Error with Pytorch Lightning ddp_spawn on SLURM

Hi Folks!

I’m using Pytorch Lightning to tune hyperparamters. But my training function has issues when run with a SLURM script. The code works fine when I have an interactive shell running, where I execute the commands (see Slurm Workflow below) on each node manually. But when it’s run with a bash script I get the following errors consistenly:

Unexpected error from cudaGetDeviceCount(). Did you run some cuda functions before calling NumCudaDevices() that might have already set an error? Error 101: invalid device ordinal
Exception raised from device_count_impl at ../c10/cuda/CUDAFunctions.cpp:84 (most recent call first):

For this error, I tried restarting my tuning run.

Further down is this socket error.

Initializing distributed: GLOBAL_RANK: 0, MEMBER: 1/1
Initializing distributed: GLOBAL_RANK: 0, MEMBER: 1/1
[W socket.cpp:426] [c10d] The server socket has failed to bind to [::]:15841 (errno: 98 - Address already in use).
[W socket.cpp:426] [c10d] The server socket has failed to bind to 0.0.0.0:15841 (errno: 98 - Address already in use).
[E socket.cpp:462] [c10d] The server socket has failed to listen on any local network address.

Each Trainer has 8 GPUS to work with which I verify by printing with torch.cuda.is_available() and torch.cuda.device_count() before calling trainer.fit(model,dm).
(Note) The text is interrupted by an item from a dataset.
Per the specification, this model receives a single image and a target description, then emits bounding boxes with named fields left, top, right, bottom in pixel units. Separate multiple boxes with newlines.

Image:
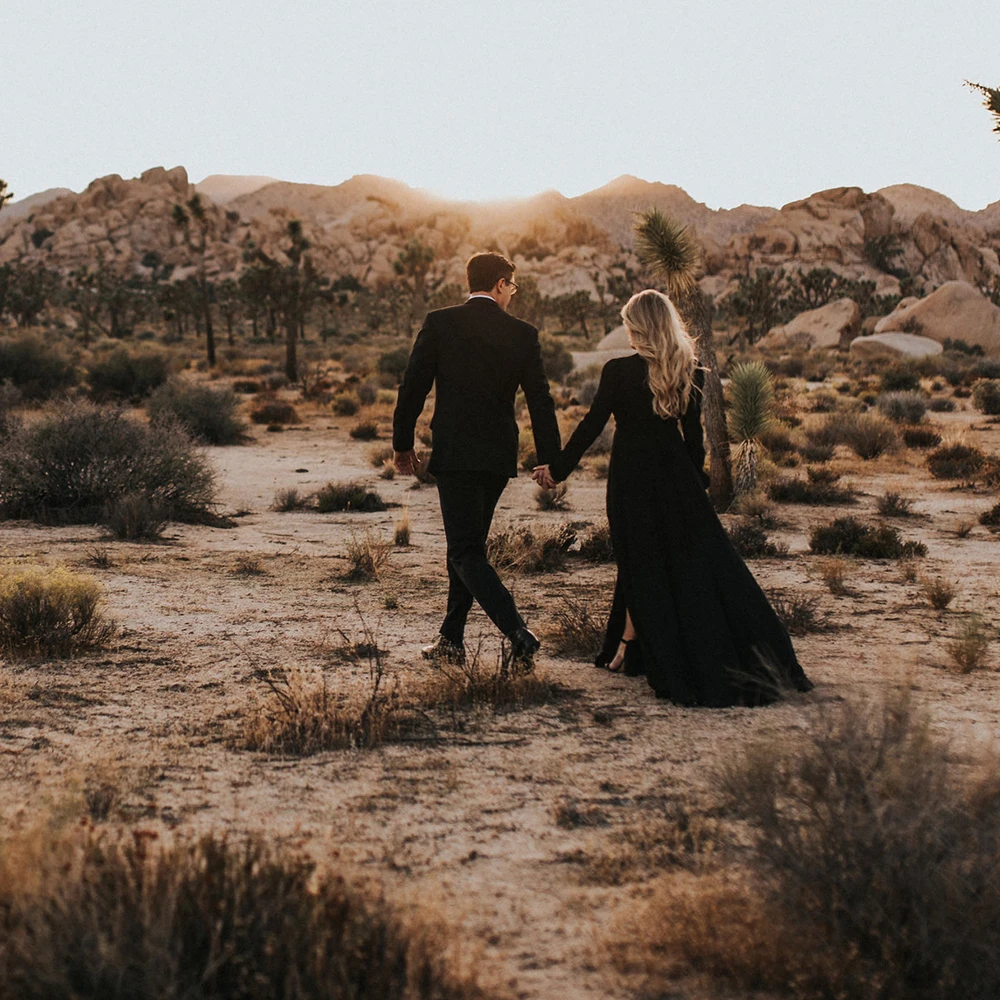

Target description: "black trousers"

left=435, top=471, right=523, bottom=644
I had to use ddp_spawn as the trainer.fit is called from another process.

My trainer setup:

trainer = Trainer(
            max_epochs=int(budget),
            accelerator="auto",
            num_nodes=1,
            devices="auto",
            strategy="ddp_spawn",
            max_time="00:1:00:00",  # give each run a time limit
            num_sanity_val_steps=1,
        )

SLURM Env flags:

export NCCL_DEBUG=INFO
export CUDA_LAUNCH_BLOCKING=1
export TOKENIZERS_PARALLELISM=False
export TORCH_DISTRIBUTED_DEBUG=DETAIL
export TORCH_SHOW_CPP_STACKTRACES=1

Slurm Workflow:

  • set flags, navigate to folder and activate python enviroment
  • obtain list of nodes as a list
  • start the first node in the list as a Master for the Hyperparameter Tuning Lib
  • start the remaining nodes as workers.
  • tear down and clean up

I am not sure how to deal with this, so any advice is welcome.

Thank you :slight_smile: